The transforEmotion package can be used to implement these models and other
zero-shot classification model pipelines from the HuggingFace library.> 

Image Example

For Facial Expression Recognition (FER) task from images we use Open AI's CLIP transformer model. Two input arguments are needed: the path to image and list of emotion labels.

Path can be either local or an URL. Here's an example of using a URL of Mona Lisa's image from Wikipedia.


# Image URL or local filepath
image <- 'https://cdn.mos.cms.futurecdn.net/xRqbwS4odpkSQscn3jHECh-650-80.jpg'

# Array of emotion labels
emotions <- c("excitement", "happiness", "pride", "anger", "fear", "sadness", "neutral")

# Run FER
image_scores(image, emotions)

You can define up to 10 emotions. The output is a data frame with 1 row and columns corresponding to emotions. The values are FER scores for each emotion.

If there is no face detected in the image, the output will be a 0x0 data frame.

If there are mulitple faces detected in the image, by default the function will return the FER scores for the larget (focal) face. Alternative is to select the face on the left or the right side of the image. This can be done by specifying the face_selection argument.

Video Example

Video processing works by extracting frames from the video and then running the image processing function on each frame.
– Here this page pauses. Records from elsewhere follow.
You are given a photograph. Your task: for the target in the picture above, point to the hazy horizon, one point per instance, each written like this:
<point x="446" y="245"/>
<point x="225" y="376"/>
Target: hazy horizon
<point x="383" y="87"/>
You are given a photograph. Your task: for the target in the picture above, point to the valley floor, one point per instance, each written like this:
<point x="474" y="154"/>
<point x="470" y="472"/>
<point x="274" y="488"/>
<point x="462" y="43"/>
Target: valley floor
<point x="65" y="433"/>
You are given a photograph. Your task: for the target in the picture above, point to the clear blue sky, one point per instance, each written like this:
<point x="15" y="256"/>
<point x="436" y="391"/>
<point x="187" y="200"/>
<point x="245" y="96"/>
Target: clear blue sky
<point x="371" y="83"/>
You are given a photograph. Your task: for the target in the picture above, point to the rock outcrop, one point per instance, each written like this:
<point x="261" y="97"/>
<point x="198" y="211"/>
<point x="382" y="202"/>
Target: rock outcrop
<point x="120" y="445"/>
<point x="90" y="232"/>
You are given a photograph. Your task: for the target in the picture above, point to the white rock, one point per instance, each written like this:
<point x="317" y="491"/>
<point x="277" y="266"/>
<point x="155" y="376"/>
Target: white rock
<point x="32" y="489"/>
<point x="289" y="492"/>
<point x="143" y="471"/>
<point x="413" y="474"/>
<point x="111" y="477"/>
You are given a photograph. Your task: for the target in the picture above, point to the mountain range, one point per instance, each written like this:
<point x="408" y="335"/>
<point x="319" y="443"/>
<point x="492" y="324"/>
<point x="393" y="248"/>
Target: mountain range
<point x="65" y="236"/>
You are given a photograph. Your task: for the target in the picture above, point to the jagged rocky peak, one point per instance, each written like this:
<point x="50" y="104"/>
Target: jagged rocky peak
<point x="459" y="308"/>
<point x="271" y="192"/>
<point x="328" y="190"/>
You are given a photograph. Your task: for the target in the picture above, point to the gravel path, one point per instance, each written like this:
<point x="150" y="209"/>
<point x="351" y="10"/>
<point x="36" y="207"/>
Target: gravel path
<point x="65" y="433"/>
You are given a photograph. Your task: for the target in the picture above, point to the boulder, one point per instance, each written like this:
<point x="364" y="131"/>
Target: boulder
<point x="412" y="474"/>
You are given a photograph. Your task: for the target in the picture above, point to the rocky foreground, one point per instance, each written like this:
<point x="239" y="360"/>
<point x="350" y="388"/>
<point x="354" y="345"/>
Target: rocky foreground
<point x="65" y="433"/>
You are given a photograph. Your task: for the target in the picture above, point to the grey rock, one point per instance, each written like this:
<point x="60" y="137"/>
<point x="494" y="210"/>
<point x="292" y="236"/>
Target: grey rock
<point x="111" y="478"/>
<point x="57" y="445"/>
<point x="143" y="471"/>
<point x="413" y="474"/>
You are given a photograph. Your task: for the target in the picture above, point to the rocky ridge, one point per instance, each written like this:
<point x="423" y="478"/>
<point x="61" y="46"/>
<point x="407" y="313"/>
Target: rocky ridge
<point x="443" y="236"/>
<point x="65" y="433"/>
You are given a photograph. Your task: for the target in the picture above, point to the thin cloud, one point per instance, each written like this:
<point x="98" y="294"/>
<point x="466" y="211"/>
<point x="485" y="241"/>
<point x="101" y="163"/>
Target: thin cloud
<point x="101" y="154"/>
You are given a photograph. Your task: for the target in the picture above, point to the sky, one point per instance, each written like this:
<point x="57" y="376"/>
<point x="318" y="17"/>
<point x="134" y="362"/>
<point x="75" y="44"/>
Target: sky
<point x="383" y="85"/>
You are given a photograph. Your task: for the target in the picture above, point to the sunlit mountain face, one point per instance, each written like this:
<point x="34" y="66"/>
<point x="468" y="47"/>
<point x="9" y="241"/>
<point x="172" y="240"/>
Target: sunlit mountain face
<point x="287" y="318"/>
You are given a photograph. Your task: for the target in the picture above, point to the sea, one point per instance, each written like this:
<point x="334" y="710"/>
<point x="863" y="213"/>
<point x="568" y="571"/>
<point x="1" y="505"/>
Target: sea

Two input arguments are needed: the path to video and list of emotion labels.

Path can be either local filepath or a YouTube URL. Support for other video hosting platforms is not yet implemented.

# Video URL or local filepath
video_url <- "https://www.youtube.com/watch?v=hdYNcv-chgY&ab_channel=Conservatives"

# Array of emotion labels
emotions <- c("excitement", "happiness", "pride", "anger", "fear", "sadness", "neutral")

# Run FER on `nframes` of the video
result <- video_scores(video_url, classes = emotions, 
                    nframes = 10, save_video = TRUE,
                    save_frames = TRUE, video_name = 'boris-johnson',
                    start = 10, end = 120)

Working with videos is more computationally complex. This example extracts only 10 frames from the video and I shouldn't take longer than few minutes on an average laptop without GPU (depending on your internet connection needed to download the entire video and CLIP model). In research applicatons, we will usually extract 100-300 frames from the video. This can take much longer, so pantience is advised while waiting for the results.

References

BART

Lewis, M., Liu, Y., Goyal, N., Ghazvininejad, M., Mohamed, A., Levy, O., ... & Zettlemoyer, L. (2019). Bart: Denoising sequence-to-sequence pre-training for natural language generation, translation, and comprehension. arXiv preprint arXiv:1910.13461.

RoBERTa

Liu, Y., Ott, M., Goyal, N., Du, J., Joshi, M., Chen, D., ... & Stoyanov, V. (2019). Roberta: A robustly optimized bert pretraining approach. arXiv preprint arXiv:1907.11692.

CLIP

Radford, A., Kim, J. W., Hallacy, C., Ramesh, A., Goh, G., Agarwal, S., Sastry, G., Askell, A., Mishkin, P., Clark, J., Krueger, G., & Sutskever, I. (2021). Learning Transferable Visual Models From Natural Language Supervision. arXiv preprint arXiv:2103.00020

Comparison of Methods

Yin, W., Hay, J., & Roth, D. (2019). Benchmarking zero-shot text classification: Datasets, evaluation and entailment approach. arXiv preprint arXiv:1909.00161.